People v. Applied Card Systems, Inc., --- N.Y.S.2d ----, 2005 WL 3204376 (N.Y.A.D. 3 Dept.)
Though better-known for pursuing investigations against Wall Street and major record companies, Attorney General Eliot Spitzer also goes after more run-of-the-mill violations of New York’s consumer protection laws. Cross Country Bank offers credit cards to consumers who have difficulty getting credit; Applied Card Systems services the bank’s accounts and collects from delinquent accounts. The state alleged that the respondents engaged in deceptive representations about how much credit would be available (representing that the credit limit would be up to $2500 when often the limits were less than $400); charged $150 in fees immediately on opening the account (further decreasing the available credit); led consumers into a downward spiral of interest, late fees and over-limit penalties; enrolled consumers into virtually useless third-party membership programs for additional fees without properly letting them know that they didn’t have to enroll to get the credit card and that the programs didn’t offer many of the described benefits to New Yorkers; and harassed consumers with delinquent accounts by, among other things, lying about callers’ identities to get consumers on the phone, calling consumers at work after having been told not to do so, using obscene and abusive language, and making unauthorized debits from consumers’ checking accounts.

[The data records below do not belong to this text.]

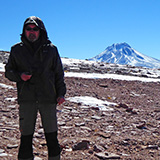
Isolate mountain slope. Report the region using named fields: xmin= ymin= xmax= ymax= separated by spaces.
xmin=89 ymin=43 xmax=160 ymax=68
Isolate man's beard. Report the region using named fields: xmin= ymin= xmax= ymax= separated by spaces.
xmin=28 ymin=33 xmax=38 ymax=42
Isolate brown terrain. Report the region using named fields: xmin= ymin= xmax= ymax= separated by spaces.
xmin=0 ymin=68 xmax=160 ymax=160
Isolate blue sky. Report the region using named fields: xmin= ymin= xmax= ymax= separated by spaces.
xmin=0 ymin=0 xmax=160 ymax=59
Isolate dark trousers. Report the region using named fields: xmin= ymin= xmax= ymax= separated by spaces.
xmin=18 ymin=104 xmax=60 ymax=160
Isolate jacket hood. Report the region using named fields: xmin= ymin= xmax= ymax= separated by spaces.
xmin=21 ymin=16 xmax=48 ymax=40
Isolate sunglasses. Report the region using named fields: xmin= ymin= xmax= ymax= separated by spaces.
xmin=25 ymin=27 xmax=39 ymax=32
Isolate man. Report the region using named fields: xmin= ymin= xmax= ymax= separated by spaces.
xmin=5 ymin=16 xmax=66 ymax=160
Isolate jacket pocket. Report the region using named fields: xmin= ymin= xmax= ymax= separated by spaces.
xmin=49 ymin=79 xmax=57 ymax=95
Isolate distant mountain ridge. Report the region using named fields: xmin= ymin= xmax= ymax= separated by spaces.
xmin=88 ymin=42 xmax=160 ymax=68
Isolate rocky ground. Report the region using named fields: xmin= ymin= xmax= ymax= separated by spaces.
xmin=0 ymin=70 xmax=160 ymax=160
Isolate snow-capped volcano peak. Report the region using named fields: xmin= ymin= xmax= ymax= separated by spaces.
xmin=89 ymin=43 xmax=160 ymax=68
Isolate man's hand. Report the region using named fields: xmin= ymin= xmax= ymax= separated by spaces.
xmin=21 ymin=73 xmax=32 ymax=81
xmin=57 ymin=97 xmax=65 ymax=105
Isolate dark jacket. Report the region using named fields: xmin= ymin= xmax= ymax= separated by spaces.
xmin=5 ymin=17 xmax=66 ymax=103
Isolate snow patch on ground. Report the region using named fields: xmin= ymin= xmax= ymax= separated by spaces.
xmin=65 ymin=72 xmax=160 ymax=82
xmin=66 ymin=96 xmax=117 ymax=111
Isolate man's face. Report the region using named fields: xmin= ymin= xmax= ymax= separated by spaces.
xmin=25 ymin=24 xmax=40 ymax=42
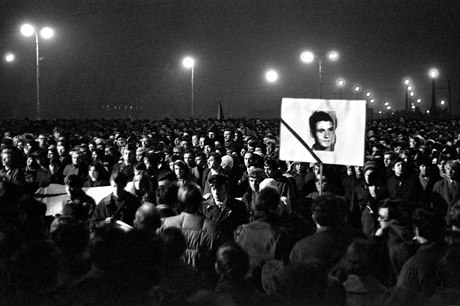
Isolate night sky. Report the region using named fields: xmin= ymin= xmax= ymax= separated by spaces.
xmin=0 ymin=0 xmax=460 ymax=119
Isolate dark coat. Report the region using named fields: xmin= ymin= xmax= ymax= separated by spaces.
xmin=396 ymin=242 xmax=445 ymax=297
xmin=90 ymin=192 xmax=141 ymax=228
xmin=203 ymin=197 xmax=248 ymax=240
xmin=289 ymin=227 xmax=352 ymax=269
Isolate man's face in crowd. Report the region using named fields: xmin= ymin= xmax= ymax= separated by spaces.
xmin=264 ymin=166 xmax=276 ymax=178
xmin=88 ymin=166 xmax=99 ymax=180
xmin=56 ymin=143 xmax=66 ymax=156
xmin=192 ymin=135 xmax=200 ymax=147
xmin=195 ymin=156 xmax=204 ymax=167
xmin=211 ymin=183 xmax=228 ymax=202
xmin=418 ymin=164 xmax=428 ymax=176
xmin=48 ymin=164 xmax=61 ymax=175
xmin=383 ymin=154 xmax=392 ymax=168
xmin=364 ymin=169 xmax=374 ymax=185
xmin=315 ymin=175 xmax=329 ymax=192
xmin=249 ymin=177 xmax=261 ymax=191
xmin=72 ymin=152 xmax=82 ymax=166
xmin=444 ymin=163 xmax=458 ymax=179
xmin=65 ymin=185 xmax=80 ymax=197
xmin=295 ymin=163 xmax=307 ymax=173
xmin=244 ymin=152 xmax=253 ymax=168
xmin=110 ymin=180 xmax=125 ymax=198
xmin=136 ymin=150 xmax=144 ymax=161
xmin=123 ymin=148 xmax=134 ymax=164
xmin=184 ymin=152 xmax=194 ymax=167
xmin=208 ymin=156 xmax=220 ymax=169
xmin=224 ymin=131 xmax=232 ymax=142
xmin=393 ymin=162 xmax=404 ymax=176
xmin=315 ymin=121 xmax=335 ymax=148
xmin=200 ymin=137 xmax=206 ymax=148
xmin=2 ymin=152 xmax=13 ymax=168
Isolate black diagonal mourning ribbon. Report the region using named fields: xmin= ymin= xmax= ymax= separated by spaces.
xmin=281 ymin=118 xmax=323 ymax=164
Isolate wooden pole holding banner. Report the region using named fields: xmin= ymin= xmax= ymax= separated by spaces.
xmin=280 ymin=118 xmax=323 ymax=195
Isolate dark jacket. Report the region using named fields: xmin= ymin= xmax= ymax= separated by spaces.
xmin=90 ymin=192 xmax=141 ymax=228
xmin=203 ymin=197 xmax=248 ymax=240
xmin=160 ymin=212 xmax=222 ymax=272
xmin=289 ymin=227 xmax=352 ymax=269
xmin=396 ymin=242 xmax=445 ymax=297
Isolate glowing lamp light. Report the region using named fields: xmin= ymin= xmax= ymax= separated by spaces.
xmin=300 ymin=51 xmax=315 ymax=63
xmin=265 ymin=70 xmax=278 ymax=83
xmin=21 ymin=23 xmax=35 ymax=37
xmin=428 ymin=68 xmax=439 ymax=79
xmin=327 ymin=51 xmax=339 ymax=61
xmin=5 ymin=53 xmax=15 ymax=63
xmin=182 ymin=56 xmax=195 ymax=69
xmin=40 ymin=27 xmax=54 ymax=39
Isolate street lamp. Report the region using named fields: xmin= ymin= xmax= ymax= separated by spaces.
xmin=353 ymin=85 xmax=361 ymax=100
xmin=4 ymin=52 xmax=15 ymax=63
xmin=300 ymin=51 xmax=339 ymax=99
xmin=182 ymin=56 xmax=195 ymax=118
xmin=403 ymin=79 xmax=412 ymax=111
xmin=21 ymin=24 xmax=54 ymax=120
xmin=337 ymin=79 xmax=345 ymax=100
xmin=428 ymin=68 xmax=439 ymax=117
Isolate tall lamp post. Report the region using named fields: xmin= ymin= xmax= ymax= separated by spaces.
xmin=428 ymin=68 xmax=439 ymax=117
xmin=182 ymin=56 xmax=195 ymax=118
xmin=353 ymin=85 xmax=361 ymax=100
xmin=337 ymin=79 xmax=345 ymax=100
xmin=300 ymin=51 xmax=339 ymax=99
xmin=404 ymin=79 xmax=412 ymax=111
xmin=21 ymin=24 xmax=54 ymax=120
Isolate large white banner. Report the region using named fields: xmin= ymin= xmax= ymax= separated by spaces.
xmin=280 ymin=98 xmax=366 ymax=166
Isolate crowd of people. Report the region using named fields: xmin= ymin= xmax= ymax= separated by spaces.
xmin=0 ymin=118 xmax=460 ymax=305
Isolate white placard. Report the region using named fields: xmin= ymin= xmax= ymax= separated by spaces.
xmin=280 ymin=98 xmax=366 ymax=166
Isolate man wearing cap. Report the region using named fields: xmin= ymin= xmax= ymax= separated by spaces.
xmin=203 ymin=174 xmax=248 ymax=239
xmin=349 ymin=161 xmax=388 ymax=237
xmin=112 ymin=144 xmax=136 ymax=181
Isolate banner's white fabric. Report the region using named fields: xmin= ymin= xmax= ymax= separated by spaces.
xmin=280 ymin=98 xmax=366 ymax=166
xmin=35 ymin=182 xmax=134 ymax=216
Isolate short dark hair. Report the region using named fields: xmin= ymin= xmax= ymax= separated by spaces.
xmin=216 ymin=240 xmax=249 ymax=280
xmin=64 ymin=174 xmax=84 ymax=189
xmin=156 ymin=182 xmax=179 ymax=206
xmin=311 ymin=194 xmax=340 ymax=226
xmin=449 ymin=201 xmax=460 ymax=227
xmin=110 ymin=172 xmax=128 ymax=187
xmin=177 ymin=182 xmax=203 ymax=213
xmin=255 ymin=187 xmax=280 ymax=213
xmin=159 ymin=227 xmax=187 ymax=260
xmin=412 ymin=208 xmax=445 ymax=241
xmin=308 ymin=111 xmax=337 ymax=132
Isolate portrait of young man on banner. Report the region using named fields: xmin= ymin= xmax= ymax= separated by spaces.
xmin=280 ymin=98 xmax=366 ymax=166
xmin=308 ymin=111 xmax=337 ymax=151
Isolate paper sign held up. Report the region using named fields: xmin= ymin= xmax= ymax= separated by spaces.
xmin=280 ymin=98 xmax=366 ymax=166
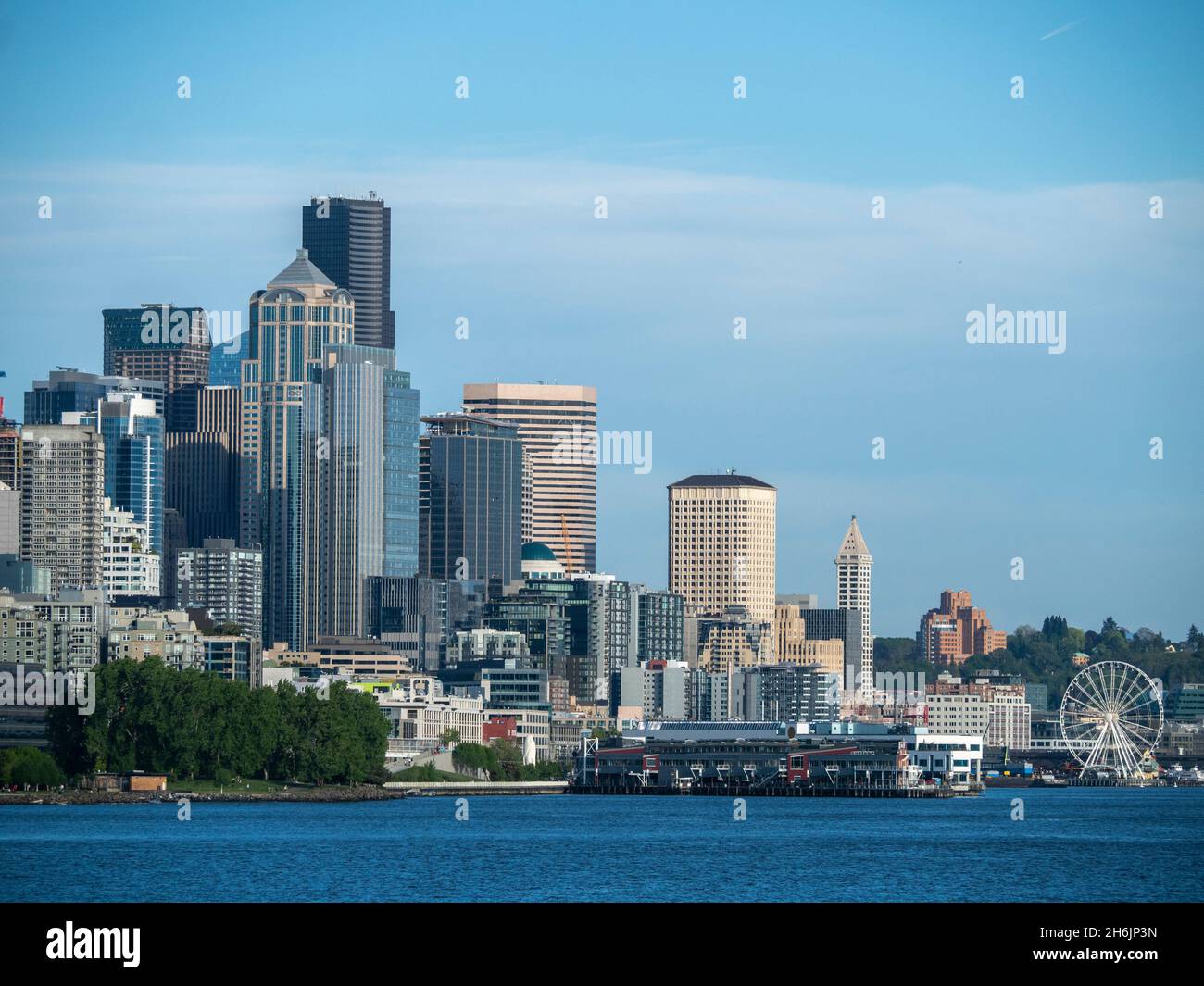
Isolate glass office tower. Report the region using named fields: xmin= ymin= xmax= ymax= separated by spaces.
xmin=418 ymin=413 xmax=522 ymax=585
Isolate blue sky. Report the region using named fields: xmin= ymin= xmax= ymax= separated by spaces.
xmin=0 ymin=3 xmax=1204 ymax=636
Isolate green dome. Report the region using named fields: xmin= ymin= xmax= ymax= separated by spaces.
xmin=522 ymin=541 xmax=557 ymax=561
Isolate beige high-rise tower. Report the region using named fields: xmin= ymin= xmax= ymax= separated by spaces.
xmin=669 ymin=473 xmax=778 ymax=624
xmin=464 ymin=383 xmax=598 ymax=572
xmin=835 ymin=514 xmax=874 ymax=697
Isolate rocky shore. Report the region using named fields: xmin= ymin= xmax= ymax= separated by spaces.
xmin=0 ymin=785 xmax=406 ymax=805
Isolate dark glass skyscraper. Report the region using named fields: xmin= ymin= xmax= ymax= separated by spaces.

The appellate court upheld an injunction against these activities. The ruling on the advertised credit limits is a standard application of the principle that advertising should reflect likely or ordinary results rather than unusual results, at least in the absence of disclosure that results are unusual. Cross Country Bank’s attempt to solve the problem with disclosure was unavailing since the disclosure was on the second page of its terms and conditions, in the same (presumably teensy) typeface as the rest of the text, and in any event respondent’s telemarketers deliberately obfuscated in their pitches to consumers. Respondents submitted an affidavit a private consultant who reviewed the terms of the solicitation from December 2001, categorizing the disclosure as "unsurpassed in the industry," but the court was unimpressed by the industry’s standards, since reasonable consumers would be misled to believe that the “up to $2500” prominently displayed on the solicitation was representative of what consumers would receive.
The most interesting aspect of the case to me is the claim that the Federal Truth-in-Lending Act (see 15 USC § 1601 et seq.) preempts consumer protection claims because the adequacy of Cross Country Bank’s disclosures is within the exclusive province of TILA. The implementing regulations state that state-law disclosure requirements are preempted to the extent inconsistent with TILA, see 12 C.F.R. 226.28[d], except that state laws prohibiting unfair or deceptive acts or practices aren’t preempted. Does that mean that any characterization of a disclosure as unfair or deceptive is enough to avoid preemption? In that case, why can’t states just put their inconsistent disclosure requirements in their UCLs? Or would preemption only be avoided if the state proceeded under the general “unfair or deceptive” provision and not under a law conclusively finding that specified disclosures/failures to disclose are unfair and deceptive? In any event, the court found that the deceptive conduct here fell under the UCL, which was not preempted.